The pure woman in Abd al-Rahman’s life was replaced by dissolute women, the innocent woman by experienced women. He abandoned his imagination to obscene feminine traits, making scullery maids the major players in his life. He shared his mother’s disgust for his father’s addiction to alcohol, but he was disgusted with both of them for their bedroom relationship. He found the drunkenness of the carters and the obscene relationship between the carriage driver Saadun and the housemaid Rujina purer, deeper, and stronger than that of his parents. In his eyes Rujina was the ideal feminine person, despite her sluttish behavior. He became attached to her; she represented sin by excellence. All the others — the teamsters, drivers, thieves, servants, watchmen, and especially the gutter cleaners — he felt were the greatest beings to have emerged from the dregs of the earth. He contrasted his parents’ clean clothes and elegance with the filthiness of the workers and concluded that their squalor was due to idleness. He felt an odd sexual attraction to what he saw as their mysteries and oddities. He saw them as primitive animalistic creatures, nobler somehow than his sanitary family members.

40

Abd al-Rahman’s mother had a quiet beauty. She was fair skinned, white as cotton, but she had now lost much of her attractiveness and looked sad because of her son and his odd behavior. She was desperate. She loved her husband and never thought of any other man. She would have lived as the sole mistress in this big house were it not for the presence of her motherin-law, a haughty Turkish woman who shared her authority. She made great concessions in order to live with her kind husband, who respected his parents and listened to their advice. He, too, loved his wife. Under the spell of her beauty, he liked to spend time in her company. She spent most of her days, especially the afternoons, in the living room near the sunny window, working on her embroidery.

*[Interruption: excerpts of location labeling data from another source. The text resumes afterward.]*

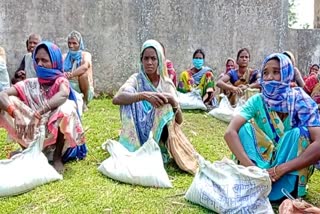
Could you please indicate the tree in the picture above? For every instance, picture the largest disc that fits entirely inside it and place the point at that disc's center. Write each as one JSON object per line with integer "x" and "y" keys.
{"x": 292, "y": 15}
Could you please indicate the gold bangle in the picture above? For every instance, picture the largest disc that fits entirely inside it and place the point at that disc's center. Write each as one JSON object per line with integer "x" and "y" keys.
{"x": 139, "y": 97}
{"x": 275, "y": 171}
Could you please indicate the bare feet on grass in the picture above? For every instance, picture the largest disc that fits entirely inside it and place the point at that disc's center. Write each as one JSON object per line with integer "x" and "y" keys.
{"x": 58, "y": 165}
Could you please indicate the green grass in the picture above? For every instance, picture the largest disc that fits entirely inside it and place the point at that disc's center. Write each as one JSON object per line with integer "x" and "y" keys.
{"x": 85, "y": 190}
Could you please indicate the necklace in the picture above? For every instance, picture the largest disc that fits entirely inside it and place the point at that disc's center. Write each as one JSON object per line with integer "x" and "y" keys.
{"x": 45, "y": 89}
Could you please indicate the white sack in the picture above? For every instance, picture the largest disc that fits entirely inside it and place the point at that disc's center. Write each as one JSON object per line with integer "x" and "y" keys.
{"x": 143, "y": 167}
{"x": 27, "y": 170}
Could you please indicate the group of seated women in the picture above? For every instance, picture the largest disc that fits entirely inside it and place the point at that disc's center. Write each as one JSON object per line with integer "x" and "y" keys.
{"x": 277, "y": 129}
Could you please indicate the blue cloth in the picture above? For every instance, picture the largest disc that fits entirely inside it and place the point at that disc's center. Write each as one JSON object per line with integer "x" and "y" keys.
{"x": 280, "y": 97}
{"x": 140, "y": 118}
{"x": 76, "y": 153}
{"x": 197, "y": 76}
{"x": 74, "y": 56}
{"x": 269, "y": 142}
{"x": 234, "y": 77}
{"x": 49, "y": 76}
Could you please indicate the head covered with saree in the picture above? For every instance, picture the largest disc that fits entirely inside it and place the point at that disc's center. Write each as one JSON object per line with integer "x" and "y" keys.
{"x": 47, "y": 75}
{"x": 162, "y": 68}
{"x": 280, "y": 97}
{"x": 228, "y": 66}
{"x": 74, "y": 56}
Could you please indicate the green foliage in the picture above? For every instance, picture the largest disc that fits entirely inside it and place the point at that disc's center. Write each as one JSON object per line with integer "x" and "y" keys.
{"x": 85, "y": 190}
{"x": 292, "y": 15}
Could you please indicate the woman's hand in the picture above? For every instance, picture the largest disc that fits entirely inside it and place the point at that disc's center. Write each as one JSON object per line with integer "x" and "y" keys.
{"x": 32, "y": 126}
{"x": 275, "y": 173}
{"x": 237, "y": 90}
{"x": 156, "y": 99}
{"x": 68, "y": 75}
{"x": 171, "y": 100}
{"x": 243, "y": 87}
{"x": 20, "y": 124}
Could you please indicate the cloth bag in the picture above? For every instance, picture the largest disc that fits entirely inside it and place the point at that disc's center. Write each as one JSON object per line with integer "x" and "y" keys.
{"x": 181, "y": 149}
{"x": 191, "y": 100}
{"x": 143, "y": 167}
{"x": 27, "y": 170}
{"x": 225, "y": 187}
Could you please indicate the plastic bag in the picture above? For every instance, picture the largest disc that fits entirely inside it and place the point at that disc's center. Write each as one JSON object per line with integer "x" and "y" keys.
{"x": 181, "y": 149}
{"x": 143, "y": 167}
{"x": 225, "y": 187}
{"x": 191, "y": 100}
{"x": 225, "y": 111}
{"x": 27, "y": 170}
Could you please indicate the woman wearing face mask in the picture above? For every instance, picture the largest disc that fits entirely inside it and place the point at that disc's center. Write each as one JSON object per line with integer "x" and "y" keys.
{"x": 200, "y": 77}
{"x": 278, "y": 130}
{"x": 241, "y": 79}
{"x": 47, "y": 99}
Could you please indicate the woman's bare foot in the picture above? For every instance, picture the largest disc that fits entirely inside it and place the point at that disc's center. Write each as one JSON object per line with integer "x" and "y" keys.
{"x": 58, "y": 165}
{"x": 11, "y": 154}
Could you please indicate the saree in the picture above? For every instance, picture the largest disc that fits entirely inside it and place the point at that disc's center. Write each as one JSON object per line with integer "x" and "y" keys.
{"x": 65, "y": 117}
{"x": 202, "y": 80}
{"x": 139, "y": 118}
{"x": 268, "y": 142}
{"x": 249, "y": 77}
{"x": 312, "y": 87}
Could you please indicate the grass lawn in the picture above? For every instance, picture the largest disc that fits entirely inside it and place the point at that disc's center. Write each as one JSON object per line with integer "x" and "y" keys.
{"x": 85, "y": 190}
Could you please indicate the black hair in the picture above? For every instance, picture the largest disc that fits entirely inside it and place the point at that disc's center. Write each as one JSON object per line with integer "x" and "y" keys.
{"x": 241, "y": 50}
{"x": 198, "y": 51}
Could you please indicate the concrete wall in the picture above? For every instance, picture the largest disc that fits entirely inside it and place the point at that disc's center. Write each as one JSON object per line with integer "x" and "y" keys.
{"x": 114, "y": 30}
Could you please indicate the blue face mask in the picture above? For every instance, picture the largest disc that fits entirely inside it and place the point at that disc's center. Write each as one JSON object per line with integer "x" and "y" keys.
{"x": 198, "y": 63}
{"x": 75, "y": 54}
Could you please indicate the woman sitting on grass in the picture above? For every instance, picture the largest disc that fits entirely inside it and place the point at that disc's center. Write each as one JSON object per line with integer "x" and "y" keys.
{"x": 148, "y": 101}
{"x": 198, "y": 77}
{"x": 284, "y": 135}
{"x": 45, "y": 100}
{"x": 312, "y": 87}
{"x": 240, "y": 79}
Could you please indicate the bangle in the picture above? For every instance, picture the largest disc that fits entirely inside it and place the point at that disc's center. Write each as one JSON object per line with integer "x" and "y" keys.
{"x": 10, "y": 109}
{"x": 37, "y": 115}
{"x": 47, "y": 105}
{"x": 139, "y": 97}
{"x": 275, "y": 171}
{"x": 175, "y": 109}
{"x": 176, "y": 106}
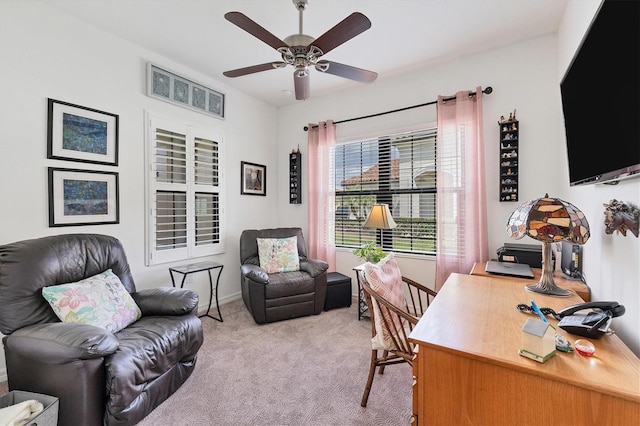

As a child Abd al-Rahman used to walk behind his mother or sit facing her on his father’s lap, admiring her clear eyes that were so full of energy and her beautiful clothes. Much of that disappeared after she became ill and her beauty faded.

41

Abd al-Rahman’s relationship with his mother turned harsh, and he responded rudely to her affection and entreaties. The sight of the intimate life of his parents had warped the philosopher’s behavior, his individual weaknesses, and his passive-aggressive inclinations. The result was frequent escapades, chaotic sexual conduct, much pain, and a sustained attitude of revolt. He was haunted by nightmares that continued throughout his adolescence. He would see himself dismembered and left lying on asphalt streets. His childhood was transformed into a valley of tears, dissatisfaction, and crying every time his mother spoke to him. He attacked his father with a kind of hysteria at the slightest sign of affection, and their relationship became very strained. He had an innate inclination for existentialism and so gradually turned into a drunk philosopher, a Don Juan who changed partners frequently, a hedonist who enjoyed life more than he would have had he chosen the moral path, as had his peers among the aristocratic families.

42

The first woman to awaken his sexual instincts was Rujina the maid. She was cleaning the marble stairs one morning. He stood in front of her and raised his arms for her to carry him. She squeezed his head between her breasts, where he smelled her natural sexuality, then put him down and caught him gently between her thighs. The experience left him dizzy. He sat down on a couch in the living room and closed his eyes for a few minutes. When he opened them he saw Rujina sweeping the floor, her dark, full thighs purposely uncovered. He was overcome with a deep sexual desire that drove him upstairs to his room. When he reached the door he took another look at the lower floor and saw Rujina’s dark, lustful eyes staring at him. The fullness of her breasts was evident from her cleavage, and her dress was pulled up above the knees. She winked at him as he went into his room.